All of that—ridiculous, I know—in a single handshake.
“Hello,” he said. “Molly.” He held my hand with both of his, gently, to ease the pain.
I left the party immediately after that, saying goodbye to no one, not even the man I’d come with. I landed in puddles that were forming around the curbs as I went along Houston, then turned up Eighth, and continued going in the opposite direction of my own apartment, which at the time was in Park Slope. An impossible cab appeared, in spite of the rain, the party hour, the night, and I took it to the Upper West Side where Daniel was still alive and well and twelve years away from dying. By the time I got there, it was after midnight. But they were night owls, and Emmitt buzzed me in because I didn’t have my key. I ran up to the apartment, the door to which was already open. I stopped on the rug in the foyer, and dripped there while he and Daniel came to stand a few feet away with curious expressions. My chest heaved as I tried to catch my breath, and I thought how juvenile I was, how puerile, how fucking idiotic. They were both holding books in their hands and had glasses perched up on their heads as they looked at me. All of a sudden I started laughing and couldn’t stop.

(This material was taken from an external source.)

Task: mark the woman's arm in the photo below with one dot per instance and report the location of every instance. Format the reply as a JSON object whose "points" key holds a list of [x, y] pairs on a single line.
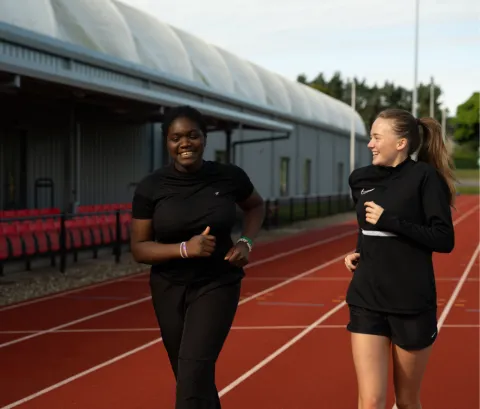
{"points": [[438, 233], [146, 251]]}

“Do you think we should get her a towel?” Emmitt said, turning to Daniel.
Daniel gestured toward the door. “She’s gone mad, you know. Maybe we should put her back out on the street. She’s making a mess.” Then he gave me a funny expression that turned him into something like an old bird, and the two of them hugged me gingerly, trying not to get wet.
Sabine
She looked out the living room window, saw that it had begun to snow outside, and made the decision to delay packing her bag. She ran her fingertip along the frame where the glass had been replaced, then turned to look at the apartment from that vantage, as if it might tell her something, but it revealed little except that she had left clothes on the sofa and mugs on the coffee table.